バスケのデータ分析オンライン講座第5回 ~ホットハンドと分析の心構え~
こんにちは。
アメリカのバスケのデータ分析オンライン講座について、前回は第4回の講義のまとめを行いました。
今回は第5回の内容の振り返りや感想を記載していこうと思います。
内容としては、ホットハンドの研究の紹介と、分析を行う際の心構えの話になります。
※研究の論文のリンクはこちら(PDF注意)
人の認識の仕方
人の脳はストーリーを伝えたり掘り下げたりするのが得意
一方で、それが影響して人の脳は情報を評価する時に誤った認識をすることもある。その中でも特に目立つ誤認識の一つが確証バイアス
自分がある意見を持っている時に、それに合致する情報を集めてしまい、逆に反証する情報は無視してしまうバイアス
研究や分析をする際や、それらを評価するときは確証バイアスについて心に留めておく必要がある
今回の講義でも、ホットハンドに関する研究を紹介するので、それを聞いたあとで自分がホットハンドを信じるかを考えておいてほしい
ホットハンドの研究Part1
人々はホットハンドを信じているかを調査した
調査したところ、選手やファンなど全員が信じていた
ホットハンドの研究Part2
それぞれのシュートを独立したものと捉えると、何回か繰り返せば連続して決めたり外したりすることは起こりうる
(例えば3Qのみで13本のシュートを決めて37点を叩き出したクレイ・トンプソンのケースでも、可能性としてはたまたま13本連続で成功したとも考えられる)しかし、人の脳は完全なランダム性をランダムと捉えることが難しく、そこに何かしらのストーリーを見出してしまう
そこで、NBAの試合でのシュートを分析して、ホットハンドがあるかを検証してみる
考え方としては、シュートの成功率が、そのシュートを打つまでに成功していればいるほど高くなったらホットハンドがあるとする考え
数式的には$${P(シュート成功|前のシュート成功) > P(シュート成功)}$$になること
76ersの選手を対象に集計したところ、下記画像のような結果になり、ほぼすべての選手で有意差はなく、有意差がある選手の場合も、成功するほどその次の成功率が下がるという結果になった
問題点として、シュートの成功率に影響する様々な要素が考慮しきれていない点がある
前のシュートからの経過ポゼッション数や経過時間
DFのチェックを受けているか否か
ホットハンドがあるというのはみんなが信じているので、継続して成功している選手へのチェックが厳しくなると考えられる
シュート時のゴールからの距離
疲労やプレイ時間
誰がDFしているか
試合の残り時間
etc
この結果自体はホットハンドの存在を証明しないが、一方でホットハンドに影響しうる要素で未考慮のものも多々あるため、それらを解決するアプローチを取りたい
ホットハンドの研究Part3
未考慮の要素の影響を減らすために、FTでホットハンドが起きているかを検討する
2本のFTが与えられたケースを対象に、2本目の成功率を、1本目に成功したか否かでそれぞれ出してみる
数式的には$${P(H_2|M_1)とP(H_2|H_1)}$$の確率を比較(Hは成功、Mは失敗、添字はi本目のシュートを表す)

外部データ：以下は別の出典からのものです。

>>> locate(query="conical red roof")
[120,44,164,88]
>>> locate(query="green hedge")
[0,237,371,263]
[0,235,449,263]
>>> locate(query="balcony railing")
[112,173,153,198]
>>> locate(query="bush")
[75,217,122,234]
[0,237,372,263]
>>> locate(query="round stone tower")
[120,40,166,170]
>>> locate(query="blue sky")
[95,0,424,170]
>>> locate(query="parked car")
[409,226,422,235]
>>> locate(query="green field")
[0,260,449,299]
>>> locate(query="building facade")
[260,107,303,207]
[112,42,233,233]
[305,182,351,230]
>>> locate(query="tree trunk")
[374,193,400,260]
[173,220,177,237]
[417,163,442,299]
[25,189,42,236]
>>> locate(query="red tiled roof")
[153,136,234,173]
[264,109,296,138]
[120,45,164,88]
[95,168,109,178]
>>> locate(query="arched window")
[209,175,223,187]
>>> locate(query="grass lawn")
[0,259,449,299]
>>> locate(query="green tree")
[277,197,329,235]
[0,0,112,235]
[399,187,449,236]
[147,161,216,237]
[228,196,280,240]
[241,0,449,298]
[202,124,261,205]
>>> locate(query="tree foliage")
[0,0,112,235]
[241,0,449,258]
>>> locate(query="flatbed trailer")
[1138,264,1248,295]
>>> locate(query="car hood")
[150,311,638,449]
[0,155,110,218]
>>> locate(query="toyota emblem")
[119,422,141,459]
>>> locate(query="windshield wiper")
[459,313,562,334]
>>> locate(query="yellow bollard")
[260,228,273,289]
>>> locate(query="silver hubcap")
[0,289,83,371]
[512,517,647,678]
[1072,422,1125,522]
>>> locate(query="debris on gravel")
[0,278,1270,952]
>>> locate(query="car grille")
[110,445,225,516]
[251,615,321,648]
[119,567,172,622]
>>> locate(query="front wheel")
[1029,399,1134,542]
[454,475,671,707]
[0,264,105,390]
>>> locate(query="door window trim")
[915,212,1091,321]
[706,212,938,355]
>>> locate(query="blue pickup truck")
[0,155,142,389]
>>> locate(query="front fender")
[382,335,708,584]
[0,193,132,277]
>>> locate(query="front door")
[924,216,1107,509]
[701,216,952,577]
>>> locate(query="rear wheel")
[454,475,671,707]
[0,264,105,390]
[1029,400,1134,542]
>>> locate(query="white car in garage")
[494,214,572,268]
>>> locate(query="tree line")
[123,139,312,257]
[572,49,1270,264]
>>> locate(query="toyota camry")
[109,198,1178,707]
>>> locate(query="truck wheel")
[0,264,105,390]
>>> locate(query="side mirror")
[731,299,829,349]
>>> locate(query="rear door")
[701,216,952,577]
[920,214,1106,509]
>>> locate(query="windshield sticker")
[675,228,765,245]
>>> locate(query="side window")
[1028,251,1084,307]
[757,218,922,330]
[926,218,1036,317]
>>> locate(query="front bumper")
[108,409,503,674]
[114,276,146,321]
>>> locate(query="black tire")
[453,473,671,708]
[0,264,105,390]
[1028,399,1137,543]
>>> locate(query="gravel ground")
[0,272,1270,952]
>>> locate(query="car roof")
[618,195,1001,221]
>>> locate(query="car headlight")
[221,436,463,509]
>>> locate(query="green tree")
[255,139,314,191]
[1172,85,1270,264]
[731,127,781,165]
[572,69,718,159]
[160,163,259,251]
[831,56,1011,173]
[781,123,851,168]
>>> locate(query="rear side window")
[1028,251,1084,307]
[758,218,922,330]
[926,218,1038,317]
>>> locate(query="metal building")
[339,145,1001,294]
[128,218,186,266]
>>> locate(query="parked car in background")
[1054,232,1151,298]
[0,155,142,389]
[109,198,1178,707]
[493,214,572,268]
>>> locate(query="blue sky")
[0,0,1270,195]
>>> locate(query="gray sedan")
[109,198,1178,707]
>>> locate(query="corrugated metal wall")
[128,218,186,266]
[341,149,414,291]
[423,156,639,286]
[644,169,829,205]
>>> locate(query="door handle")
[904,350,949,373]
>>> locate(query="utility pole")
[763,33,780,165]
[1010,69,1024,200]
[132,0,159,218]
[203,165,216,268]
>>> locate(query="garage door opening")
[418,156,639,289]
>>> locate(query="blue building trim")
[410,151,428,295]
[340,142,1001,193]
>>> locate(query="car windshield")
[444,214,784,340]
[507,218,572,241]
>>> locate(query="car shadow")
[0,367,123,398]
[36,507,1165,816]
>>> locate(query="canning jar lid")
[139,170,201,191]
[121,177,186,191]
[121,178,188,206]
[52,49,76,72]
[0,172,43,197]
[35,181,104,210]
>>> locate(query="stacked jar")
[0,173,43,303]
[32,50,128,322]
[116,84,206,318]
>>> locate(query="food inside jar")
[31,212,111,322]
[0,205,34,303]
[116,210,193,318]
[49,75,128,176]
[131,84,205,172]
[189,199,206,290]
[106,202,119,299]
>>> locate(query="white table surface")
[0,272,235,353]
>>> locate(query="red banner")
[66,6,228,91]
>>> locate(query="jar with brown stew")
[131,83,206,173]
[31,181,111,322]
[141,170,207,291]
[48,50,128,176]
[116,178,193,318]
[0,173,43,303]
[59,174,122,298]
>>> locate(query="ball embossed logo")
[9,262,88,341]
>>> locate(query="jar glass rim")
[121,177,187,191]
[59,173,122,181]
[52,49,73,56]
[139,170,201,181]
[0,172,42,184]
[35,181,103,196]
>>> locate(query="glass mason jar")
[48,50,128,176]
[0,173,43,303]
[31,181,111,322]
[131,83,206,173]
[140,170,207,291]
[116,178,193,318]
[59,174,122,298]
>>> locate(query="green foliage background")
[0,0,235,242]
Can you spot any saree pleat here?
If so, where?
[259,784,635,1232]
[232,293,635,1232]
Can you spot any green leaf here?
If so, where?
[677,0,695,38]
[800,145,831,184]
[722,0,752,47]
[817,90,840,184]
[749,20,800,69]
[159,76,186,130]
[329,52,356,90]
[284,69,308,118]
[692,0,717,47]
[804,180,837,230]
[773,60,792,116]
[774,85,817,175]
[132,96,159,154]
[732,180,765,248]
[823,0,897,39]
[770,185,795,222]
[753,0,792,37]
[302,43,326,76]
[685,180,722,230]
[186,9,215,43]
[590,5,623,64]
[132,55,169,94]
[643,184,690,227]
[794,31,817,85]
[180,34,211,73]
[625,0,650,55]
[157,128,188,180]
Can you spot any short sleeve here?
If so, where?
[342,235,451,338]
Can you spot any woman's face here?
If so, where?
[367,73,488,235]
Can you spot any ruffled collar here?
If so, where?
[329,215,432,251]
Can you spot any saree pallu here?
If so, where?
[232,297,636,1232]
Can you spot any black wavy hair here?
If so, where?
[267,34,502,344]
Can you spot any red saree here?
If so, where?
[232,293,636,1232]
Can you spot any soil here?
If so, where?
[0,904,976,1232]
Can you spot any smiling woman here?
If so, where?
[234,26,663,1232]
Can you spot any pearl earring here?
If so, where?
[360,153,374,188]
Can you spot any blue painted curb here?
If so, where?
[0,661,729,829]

結果は下記画像となり、どの選手に関しても有意差はなかった
この分析の問題点として、下記が挙げられた
2連続のシュートしか対象になっていない
(ホットハンドはもっと連続したシュートの成功と考えたい)FTが静的なアクションで、試合の流れなどを考慮できていない
ホットハンドの研究Part4
バスケの試合は様々な要素が入り混じっていて分析時のコントロールが難しいため、実験で検証を行う
コーネル大学の選手を対象に1選手あたり100本のシュートを打ってもらい、その結果をPart2と同様の形式にまとめた
結果は下記画像となり、MaleのNo9の選手以外はすべて有意差がない結果となった
(26選手で試して1人が有意差出るのは可能性としては考えられる)
まとめ
ここまでの結果を踏まえた上で、それでもホットハンドは存在すると信じるのは自由
ただ意識してほしいのは、自分はどういうエビデンスがあったらホットハンドは存在しないと認めるのか、どのような研究や分析があったら自分は意見を変えるのかということ
そういった意識がなければ、我々はただおとぎ話を信じていることになる
第5回の講義内容のまとめは以上になります。
バスケの分析というよりは、分析に関する心構えの要素が強かった回でしたね。